La ville de Boston, dans le Massachusetts, le 9 septembre 1919, fut délibérément laissée sans protection policière, car cette dernière fit grève pour augmenter les salaires. La police n'a pas été rémunérée pendant la première année de la Première Guerre mondiale, lorsque le coût de la vie a été augmenté. Boston Police Union a été fondée [...]
La police n'a pas été rémunérée pendant la première année de la Première Guerre mondiale, lorsque le coût de la vie a été augmenté. La Boston Police Union a été fondée en 1918 et a été reconnue par l'American Labour Federation. Lorsque les négociations sur l'augmentation des salaires ont échoué, le syndicat de la police a voté pour la grève.
Le 10 septembre, le maire de Boston a appelé la garde locale à remplir les fonctions de police pour établir l'ordre.
Le lendemain, le gouverneur d'État du Massachusetts, Calvin Coolidge, a appelé les résidents de Boston à respecter la loi et a pris d'autres policiers pour remplacer les grévistes.

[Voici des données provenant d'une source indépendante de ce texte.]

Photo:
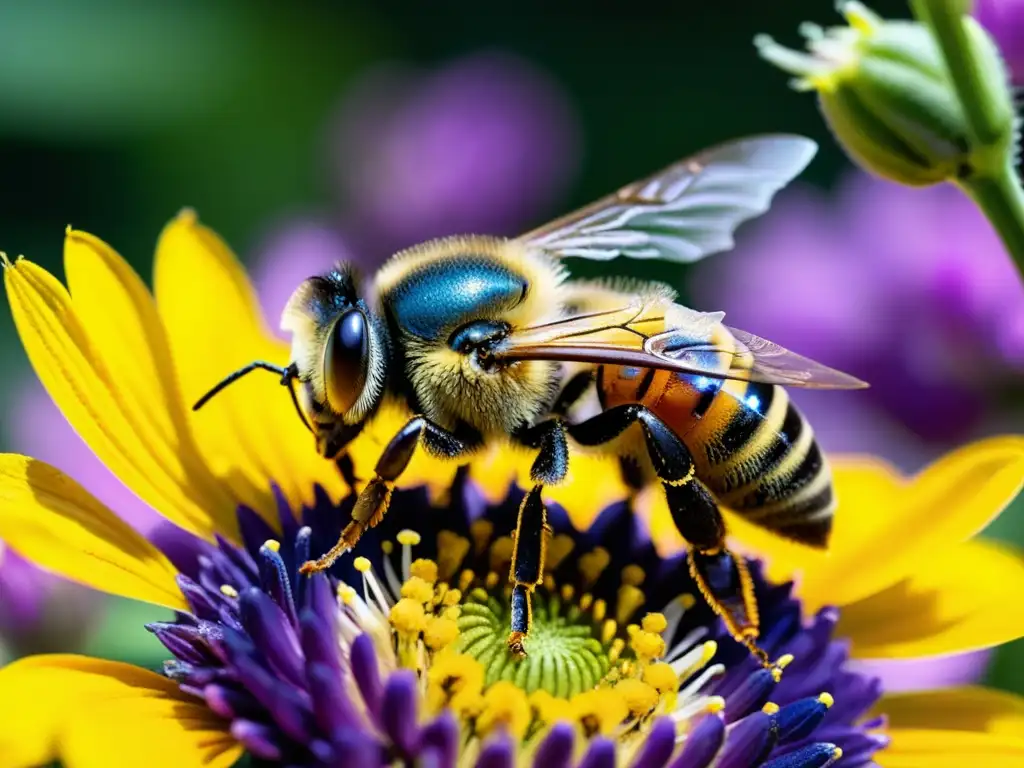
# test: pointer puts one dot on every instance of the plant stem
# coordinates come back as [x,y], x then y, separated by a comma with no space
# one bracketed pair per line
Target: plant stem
[999,197]
[945,18]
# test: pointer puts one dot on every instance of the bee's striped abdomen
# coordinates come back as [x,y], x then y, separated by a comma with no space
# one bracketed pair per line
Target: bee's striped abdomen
[758,455]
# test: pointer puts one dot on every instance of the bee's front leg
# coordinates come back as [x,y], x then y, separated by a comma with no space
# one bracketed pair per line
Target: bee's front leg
[373,502]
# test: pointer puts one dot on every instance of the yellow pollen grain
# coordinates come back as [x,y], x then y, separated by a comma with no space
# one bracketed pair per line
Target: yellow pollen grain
[655,623]
[640,698]
[408,538]
[416,589]
[633,574]
[407,616]
[647,645]
[660,677]
[439,632]
[593,563]
[505,706]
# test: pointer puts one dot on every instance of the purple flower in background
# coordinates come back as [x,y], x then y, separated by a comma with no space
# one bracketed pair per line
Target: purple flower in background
[908,289]
[484,145]
[1005,20]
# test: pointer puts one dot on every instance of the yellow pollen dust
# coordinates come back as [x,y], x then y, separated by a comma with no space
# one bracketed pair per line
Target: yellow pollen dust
[505,706]
[346,594]
[440,632]
[409,538]
[639,697]
[419,590]
[408,616]
[660,677]
[655,623]
[425,569]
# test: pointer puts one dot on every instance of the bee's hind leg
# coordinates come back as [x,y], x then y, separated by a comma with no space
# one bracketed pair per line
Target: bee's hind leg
[722,579]
[372,503]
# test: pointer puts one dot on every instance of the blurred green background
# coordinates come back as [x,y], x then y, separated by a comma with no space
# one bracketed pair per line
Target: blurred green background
[116,115]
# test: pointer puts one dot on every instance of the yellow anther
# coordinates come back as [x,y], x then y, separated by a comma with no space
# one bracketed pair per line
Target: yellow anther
[647,645]
[715,704]
[559,548]
[440,632]
[408,616]
[633,576]
[608,630]
[655,623]
[346,594]
[417,589]
[454,680]
[506,706]
[408,538]
[640,698]
[593,563]
[600,711]
[660,676]
[452,550]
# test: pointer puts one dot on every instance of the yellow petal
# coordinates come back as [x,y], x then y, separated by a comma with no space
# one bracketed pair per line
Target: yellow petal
[952,728]
[53,521]
[105,413]
[249,434]
[42,698]
[957,601]
[885,530]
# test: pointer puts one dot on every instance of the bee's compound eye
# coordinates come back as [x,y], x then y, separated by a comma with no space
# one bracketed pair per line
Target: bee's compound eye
[345,359]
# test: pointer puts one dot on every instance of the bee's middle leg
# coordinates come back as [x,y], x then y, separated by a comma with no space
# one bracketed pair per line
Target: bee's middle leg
[721,577]
[373,501]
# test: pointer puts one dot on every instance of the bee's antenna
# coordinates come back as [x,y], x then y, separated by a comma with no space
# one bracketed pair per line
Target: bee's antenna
[286,373]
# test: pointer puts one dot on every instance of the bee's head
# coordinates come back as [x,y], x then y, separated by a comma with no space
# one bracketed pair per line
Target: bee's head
[339,345]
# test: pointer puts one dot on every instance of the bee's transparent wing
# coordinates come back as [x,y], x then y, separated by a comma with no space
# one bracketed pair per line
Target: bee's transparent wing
[754,359]
[684,212]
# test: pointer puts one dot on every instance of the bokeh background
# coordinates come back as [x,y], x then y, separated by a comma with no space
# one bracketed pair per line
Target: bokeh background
[305,132]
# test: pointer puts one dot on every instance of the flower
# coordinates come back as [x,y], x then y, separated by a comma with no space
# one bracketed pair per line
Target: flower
[886,91]
[907,289]
[1005,22]
[338,669]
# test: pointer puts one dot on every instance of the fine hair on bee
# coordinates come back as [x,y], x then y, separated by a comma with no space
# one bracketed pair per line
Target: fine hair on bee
[484,339]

La réponse du gouverneur demeure aujourd'hui une déclaration souvent mentionnée : “Il n'y a pas de droit de grève contre l'ordre public par personne, dans aucun pays, et jamais à”.
La position ferme du gouverneur Coolidge contre le syndicat a attiré l'attention nationale et a servi de facteur d'importance dans son choix de vice-président de Warren Harding en 1920. Coolidge remplace le président Harding après sa mort en 1923.